What Is Utilization?
The word utilization means usage. Regarding credit cards, utilization is calculated as a ratio of credit being used to credit lines. The technical term is “credit utilization ratio, ” but in discussing credit cards and scores, it’s commonly called just utilization. For FICO and Vantage score calculation purposes, utilization is calculated and considered across all your revolving credit lines. Here’s a look at how to figure out your utilization.
For example, let’s say you have five credit cards. Two of the cards have $500 credit limits because they’re starter cards that you got when you began rebuilding your credit. Then let’s suppose you have another that’s $800, another that’s $1,000, and your highest limit is $2,500 because you built up your score using the other cards and finally got a higher limit on your most recent card. Your total credit lines equal $5,300 (500 + 500 + 800 + 1,000 + 2,500).
How Much Is Your Utilization?
Given the assumption of total credit lines of $5,300, let’s then say you’re carrying total debt of $2,000 spread across your cards. To figure out your utilization, use the ratio of 2,000/5,300. In this scenario, you’re using 37.7% of your available credit. This is enough to lower your FICO score. Ideally, you should never go over 25-30% of your total credit line. In truth, the lower your utilization, the better. However, you should still use your cards so they have activity.

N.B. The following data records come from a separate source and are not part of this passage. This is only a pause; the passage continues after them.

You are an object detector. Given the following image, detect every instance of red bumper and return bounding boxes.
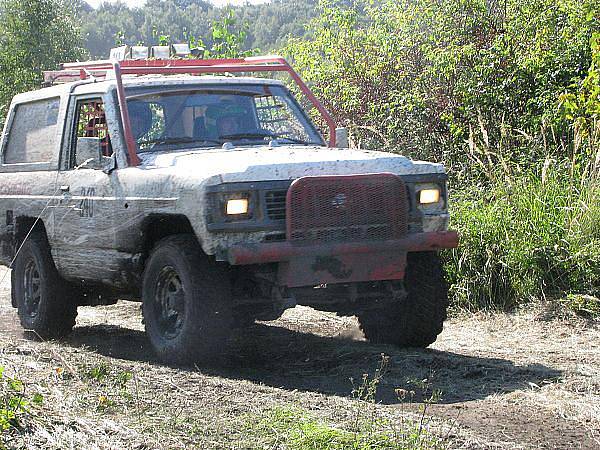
[227,231,458,265]
[227,231,459,288]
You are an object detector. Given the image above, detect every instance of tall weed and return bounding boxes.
[445,131,600,310]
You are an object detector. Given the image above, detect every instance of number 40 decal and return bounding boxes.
[79,187,95,218]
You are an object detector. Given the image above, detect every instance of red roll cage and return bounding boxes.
[44,56,337,166]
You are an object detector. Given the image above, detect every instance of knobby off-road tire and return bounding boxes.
[358,252,448,348]
[13,232,78,339]
[142,234,233,365]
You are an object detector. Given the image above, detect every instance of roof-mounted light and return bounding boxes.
[152,46,170,59]
[110,44,194,61]
[172,43,191,58]
[131,46,149,60]
[110,45,129,61]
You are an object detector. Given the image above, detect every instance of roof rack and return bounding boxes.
[43,56,337,166]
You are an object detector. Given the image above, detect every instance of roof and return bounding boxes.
[11,75,285,104]
[30,56,338,159]
[77,75,284,95]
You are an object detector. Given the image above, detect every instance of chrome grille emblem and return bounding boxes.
[331,193,347,209]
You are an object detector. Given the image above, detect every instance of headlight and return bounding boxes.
[419,188,441,205]
[216,192,253,220]
[415,183,445,210]
[226,198,249,215]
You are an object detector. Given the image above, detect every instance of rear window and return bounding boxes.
[3,98,60,164]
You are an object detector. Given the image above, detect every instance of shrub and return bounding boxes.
[286,0,600,167]
[445,158,600,310]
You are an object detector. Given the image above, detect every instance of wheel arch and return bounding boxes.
[139,214,199,262]
[14,216,50,258]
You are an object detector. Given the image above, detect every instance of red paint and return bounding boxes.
[369,260,406,280]
[48,57,338,165]
[227,231,459,265]
[285,173,408,243]
[279,252,407,288]
[113,63,140,166]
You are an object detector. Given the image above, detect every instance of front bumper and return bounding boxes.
[227,230,459,287]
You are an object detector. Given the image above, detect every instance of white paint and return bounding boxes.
[139,145,444,183]
[0,71,451,288]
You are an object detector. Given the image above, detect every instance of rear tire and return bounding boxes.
[13,232,78,339]
[142,234,232,365]
[358,252,448,348]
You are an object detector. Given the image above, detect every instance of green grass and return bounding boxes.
[242,357,445,449]
[445,161,600,312]
[244,407,444,450]
[0,366,42,445]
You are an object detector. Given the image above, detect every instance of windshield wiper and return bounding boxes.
[218,132,321,146]
[218,132,276,141]
[274,136,321,146]
[140,137,223,147]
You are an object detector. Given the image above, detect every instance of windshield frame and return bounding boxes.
[124,83,326,153]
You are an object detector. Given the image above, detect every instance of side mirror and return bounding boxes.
[335,127,349,148]
[75,137,112,170]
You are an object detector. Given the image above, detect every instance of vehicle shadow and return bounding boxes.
[66,321,562,405]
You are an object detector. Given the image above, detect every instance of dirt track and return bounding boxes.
[1,266,599,449]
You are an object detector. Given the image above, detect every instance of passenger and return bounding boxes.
[217,114,241,137]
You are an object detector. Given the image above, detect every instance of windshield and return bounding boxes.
[125,85,325,153]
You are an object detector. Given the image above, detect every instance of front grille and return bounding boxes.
[287,174,408,243]
[265,190,287,220]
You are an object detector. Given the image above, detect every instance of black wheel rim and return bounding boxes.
[23,258,42,318]
[154,266,186,340]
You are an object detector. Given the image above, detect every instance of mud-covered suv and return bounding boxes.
[0,56,458,364]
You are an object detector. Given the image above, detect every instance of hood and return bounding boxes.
[138,145,445,184]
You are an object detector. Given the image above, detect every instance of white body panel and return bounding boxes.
[0,75,449,291]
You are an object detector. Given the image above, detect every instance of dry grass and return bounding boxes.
[1,266,599,449]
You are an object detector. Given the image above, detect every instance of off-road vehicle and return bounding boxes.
[0,53,458,364]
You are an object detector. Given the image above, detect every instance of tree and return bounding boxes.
[76,0,318,59]
[0,0,86,124]
[286,0,600,170]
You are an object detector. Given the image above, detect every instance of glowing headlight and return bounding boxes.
[226,198,249,215]
[419,188,441,205]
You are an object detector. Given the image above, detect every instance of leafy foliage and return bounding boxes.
[0,366,42,438]
[560,32,600,142]
[0,0,86,125]
[76,0,318,59]
[186,8,258,59]
[286,0,599,166]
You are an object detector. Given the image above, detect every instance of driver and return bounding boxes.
[216,114,241,137]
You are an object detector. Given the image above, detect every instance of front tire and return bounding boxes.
[13,232,78,339]
[358,252,448,348]
[142,234,232,365]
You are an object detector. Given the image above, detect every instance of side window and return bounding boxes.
[3,98,60,164]
[128,99,165,151]
[73,99,112,162]
[255,95,311,142]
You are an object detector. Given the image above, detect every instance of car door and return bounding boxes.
[0,96,64,265]
[52,95,122,283]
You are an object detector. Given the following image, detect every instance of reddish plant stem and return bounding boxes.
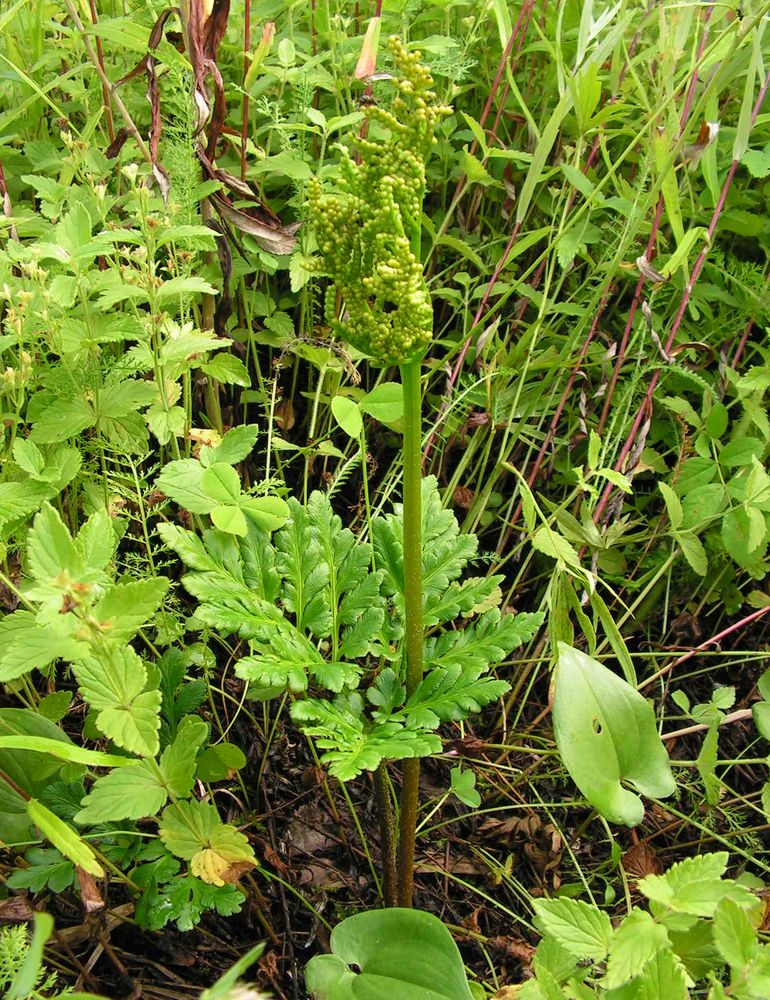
[488,1,535,141]
[448,0,534,210]
[730,315,757,370]
[499,293,610,549]
[241,0,251,181]
[425,1,654,464]
[594,68,770,524]
[463,0,536,230]
[88,0,115,144]
[598,5,714,432]
[639,603,770,693]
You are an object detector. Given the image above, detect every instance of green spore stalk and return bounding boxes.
[308,37,450,367]
[308,37,450,905]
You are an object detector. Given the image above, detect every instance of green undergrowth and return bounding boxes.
[1,0,770,996]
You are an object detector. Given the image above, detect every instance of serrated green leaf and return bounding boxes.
[30,396,94,443]
[96,689,162,759]
[606,908,671,988]
[291,700,441,780]
[74,509,116,571]
[201,353,251,386]
[635,946,688,1000]
[196,743,247,782]
[289,252,313,292]
[676,530,708,576]
[201,463,241,504]
[160,716,208,795]
[160,799,256,884]
[0,611,87,680]
[713,897,758,969]
[425,609,543,674]
[94,577,170,640]
[638,852,729,916]
[75,760,167,824]
[73,646,161,757]
[722,507,765,566]
[374,476,479,624]
[660,481,683,529]
[159,799,221,858]
[757,696,770,739]
[533,897,613,961]
[405,665,509,729]
[532,524,582,569]
[190,823,256,886]
[156,459,213,513]
[6,849,75,894]
[38,690,72,722]
[155,275,218,304]
[209,425,259,465]
[26,502,81,581]
[13,438,45,476]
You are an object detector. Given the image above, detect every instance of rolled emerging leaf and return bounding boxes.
[355,16,382,80]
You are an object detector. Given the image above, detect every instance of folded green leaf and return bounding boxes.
[552,643,676,826]
[27,798,104,877]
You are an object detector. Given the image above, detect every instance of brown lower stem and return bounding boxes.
[374,764,397,907]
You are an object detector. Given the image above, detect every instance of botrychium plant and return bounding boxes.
[160,35,542,910]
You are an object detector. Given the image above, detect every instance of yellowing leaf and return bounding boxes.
[160,800,256,885]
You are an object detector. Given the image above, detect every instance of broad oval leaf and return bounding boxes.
[552,643,676,826]
[305,908,474,1000]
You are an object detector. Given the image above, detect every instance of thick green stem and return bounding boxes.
[396,357,424,906]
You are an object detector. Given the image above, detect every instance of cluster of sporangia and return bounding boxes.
[308,36,451,365]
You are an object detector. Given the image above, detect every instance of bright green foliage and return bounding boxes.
[161,477,541,780]
[0,502,170,756]
[26,798,103,877]
[307,37,450,365]
[671,686,735,806]
[74,648,162,758]
[6,849,75,895]
[525,852,770,999]
[552,643,676,826]
[74,717,207,824]
[0,914,86,1000]
[0,709,85,845]
[533,898,614,962]
[0,911,108,999]
[0,443,81,541]
[305,907,475,999]
[159,799,256,887]
[133,854,245,932]
[156,427,289,536]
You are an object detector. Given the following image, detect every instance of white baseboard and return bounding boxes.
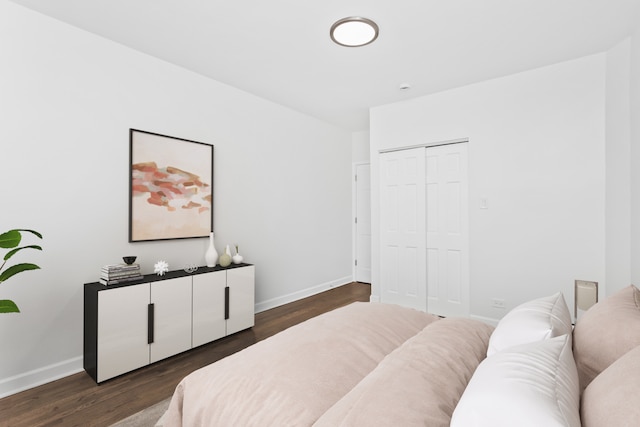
[0,356,83,399]
[254,276,353,313]
[369,294,380,303]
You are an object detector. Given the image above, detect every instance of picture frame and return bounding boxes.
[129,129,214,242]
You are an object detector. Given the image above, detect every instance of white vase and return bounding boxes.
[205,232,219,267]
[232,253,244,264]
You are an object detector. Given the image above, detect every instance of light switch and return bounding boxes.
[479,198,488,209]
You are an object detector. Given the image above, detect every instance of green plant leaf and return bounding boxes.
[15,229,43,239]
[0,230,21,249]
[0,300,20,313]
[4,245,43,261]
[0,263,40,283]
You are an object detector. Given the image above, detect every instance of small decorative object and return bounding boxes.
[232,244,243,264]
[219,245,232,267]
[184,264,198,274]
[205,232,219,267]
[122,256,137,265]
[154,260,169,276]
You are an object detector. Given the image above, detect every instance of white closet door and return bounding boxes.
[426,143,469,317]
[380,148,427,311]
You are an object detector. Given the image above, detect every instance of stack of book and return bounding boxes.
[100,263,143,285]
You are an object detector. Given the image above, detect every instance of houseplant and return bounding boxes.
[0,229,42,313]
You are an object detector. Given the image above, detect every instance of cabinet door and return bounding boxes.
[227,266,255,335]
[97,283,150,382]
[192,271,227,347]
[150,276,192,363]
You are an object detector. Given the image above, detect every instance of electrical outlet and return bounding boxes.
[491,298,506,309]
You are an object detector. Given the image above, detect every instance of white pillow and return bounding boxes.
[487,292,572,356]
[451,334,580,427]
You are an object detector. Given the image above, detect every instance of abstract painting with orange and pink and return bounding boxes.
[129,130,213,241]
[132,162,211,213]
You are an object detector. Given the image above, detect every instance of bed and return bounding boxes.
[158,285,640,426]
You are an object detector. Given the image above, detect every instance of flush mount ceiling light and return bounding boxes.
[330,17,379,47]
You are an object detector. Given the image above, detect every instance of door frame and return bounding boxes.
[378,137,469,154]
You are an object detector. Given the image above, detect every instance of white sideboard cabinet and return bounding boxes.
[84,264,255,383]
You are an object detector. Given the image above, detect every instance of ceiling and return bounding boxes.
[10,0,640,132]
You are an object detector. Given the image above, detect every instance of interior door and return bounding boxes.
[379,148,427,311]
[426,143,469,317]
[355,163,372,283]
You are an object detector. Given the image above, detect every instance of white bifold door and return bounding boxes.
[380,143,469,317]
[380,148,427,311]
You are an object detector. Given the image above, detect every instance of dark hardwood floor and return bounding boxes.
[0,282,371,427]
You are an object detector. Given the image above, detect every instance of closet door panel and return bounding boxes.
[426,143,469,317]
[379,148,427,311]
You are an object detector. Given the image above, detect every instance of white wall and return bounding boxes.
[630,24,640,285]
[352,130,370,163]
[370,54,606,322]
[0,0,352,397]
[605,38,632,294]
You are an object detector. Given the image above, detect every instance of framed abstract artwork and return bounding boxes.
[129,129,213,242]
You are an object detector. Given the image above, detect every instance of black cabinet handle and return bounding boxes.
[224,287,230,320]
[148,303,155,344]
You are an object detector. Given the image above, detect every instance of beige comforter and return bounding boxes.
[159,302,493,427]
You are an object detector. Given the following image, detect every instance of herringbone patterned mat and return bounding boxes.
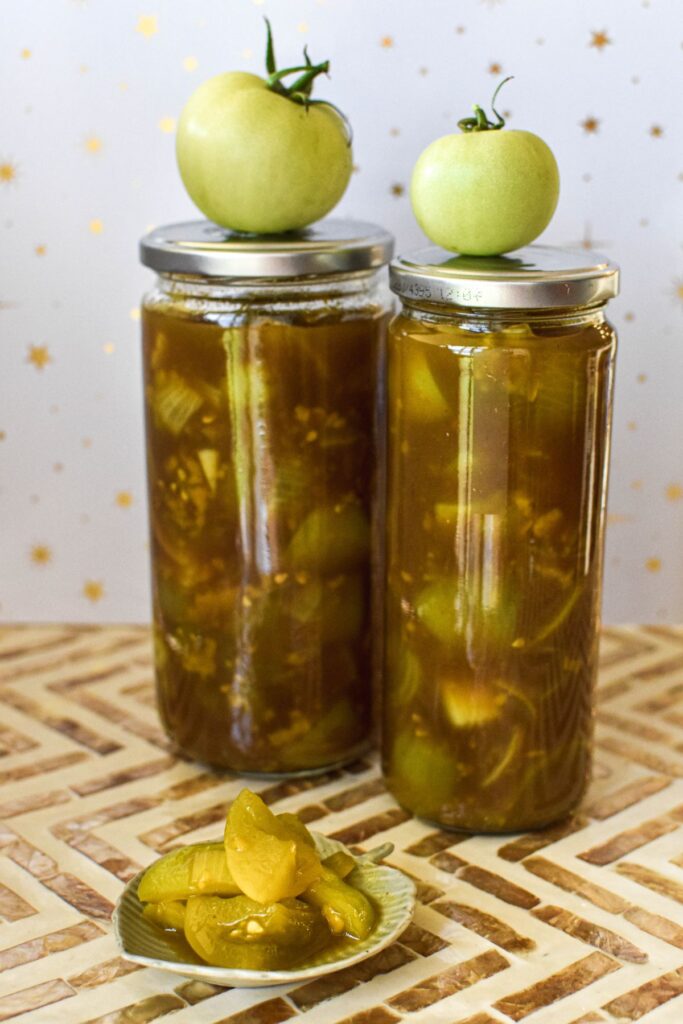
[0,626,682,1023]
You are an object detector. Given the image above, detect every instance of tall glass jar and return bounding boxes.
[139,219,393,775]
[383,247,619,831]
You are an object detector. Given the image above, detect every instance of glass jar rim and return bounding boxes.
[390,244,619,310]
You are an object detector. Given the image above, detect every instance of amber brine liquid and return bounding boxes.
[382,309,616,830]
[142,287,385,774]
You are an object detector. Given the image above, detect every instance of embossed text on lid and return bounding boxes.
[390,245,619,309]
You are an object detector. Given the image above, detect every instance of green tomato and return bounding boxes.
[411,128,559,256]
[176,71,352,233]
[410,81,559,256]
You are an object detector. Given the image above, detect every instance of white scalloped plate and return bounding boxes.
[112,833,415,988]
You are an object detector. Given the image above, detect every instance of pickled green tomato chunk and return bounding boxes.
[383,312,616,831]
[416,579,516,650]
[394,345,451,423]
[302,865,375,939]
[224,790,321,903]
[143,900,187,932]
[184,895,329,970]
[288,504,370,572]
[142,303,383,773]
[137,842,239,902]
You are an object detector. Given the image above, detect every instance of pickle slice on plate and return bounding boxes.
[224,790,321,903]
[137,842,240,903]
[302,865,375,939]
[184,895,328,970]
[143,899,187,932]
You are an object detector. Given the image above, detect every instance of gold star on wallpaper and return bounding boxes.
[297,22,309,33]
[84,135,102,154]
[89,218,104,234]
[35,244,46,256]
[21,48,31,59]
[130,307,141,321]
[103,343,115,354]
[607,513,632,526]
[590,30,612,49]
[570,224,610,251]
[455,26,466,34]
[83,580,104,602]
[672,278,683,306]
[390,183,405,197]
[0,161,18,184]
[115,491,133,508]
[581,116,600,134]
[645,557,662,574]
[159,117,176,134]
[488,62,503,74]
[649,124,664,138]
[27,345,51,370]
[30,545,52,565]
[666,484,682,502]
[136,15,158,38]
[380,36,394,48]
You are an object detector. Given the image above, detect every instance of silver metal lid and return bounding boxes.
[390,245,619,310]
[140,218,394,278]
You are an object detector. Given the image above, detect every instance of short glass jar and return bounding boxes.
[382,247,619,831]
[139,219,393,775]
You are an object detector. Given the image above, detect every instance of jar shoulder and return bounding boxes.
[389,308,617,355]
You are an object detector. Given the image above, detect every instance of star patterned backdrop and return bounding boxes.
[0,0,681,624]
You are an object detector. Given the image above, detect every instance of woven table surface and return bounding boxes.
[0,625,682,1023]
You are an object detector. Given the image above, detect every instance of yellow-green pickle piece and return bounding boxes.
[322,850,356,880]
[224,790,321,903]
[142,899,187,932]
[137,841,240,902]
[183,895,329,970]
[287,504,370,573]
[303,865,375,939]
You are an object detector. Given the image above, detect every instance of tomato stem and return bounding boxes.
[265,18,277,76]
[261,18,352,146]
[286,60,330,96]
[263,18,330,100]
[458,76,514,132]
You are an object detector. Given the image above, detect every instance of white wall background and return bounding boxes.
[1,0,681,624]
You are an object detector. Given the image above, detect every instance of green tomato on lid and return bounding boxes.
[410,78,560,255]
[176,20,353,233]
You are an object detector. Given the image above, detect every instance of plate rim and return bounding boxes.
[112,831,416,986]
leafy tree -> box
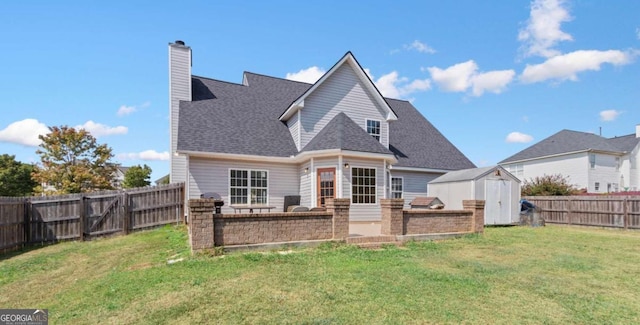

Utilization is a double-edged sword. If you don’t use your credit cards, card issuers have no incentive to allow you to keep the accounts open or to reward you with credit line increases which help raise your score. On the flip side, if you over use your credit cards, you can find yourself in the predicament of excess utilization and lower your score.
How Credit Line Increses Help Utilization
Using credit cards to boost your credit score means using them responsibly but regularly enough to keep your card issuers satisfied so they will give you credit line increases. One strategy is to use your cards to pay for items you normally pay cash for – and then pay off the cards before any interest can accrue. That means you’re using the cards but not racking up interest charges so it’s the same to your personal bottom line as paying cash.
For instance, if you pay your monthly cell, electric, water, gas, and other standard bills using your credit card, that gives you spending history without using your cards for things you don’t need or can’t afford. Usage doesn’t have to equal utilization. By paying your cards off in full each month, your utilization can be zero which is good. By having activity on your cards, issuers are likelier to offer credit line increases. This means if you ever do need to carry a balance, your utilization can remain low.
Given the scenario above with $5,300 in credit lines and a $2,000 balance, that means 37.7% utilization, which is excessive and can harm your FICO and Vantage scores. Now imagine you were using your card regularly and responsibly and all of your card issuers rewarded you with double the credit lines. That means you could have $10,600 in credit and that same $2,000 balance now represents just 18.8% utilization. That’s a buffer that can help protect your score.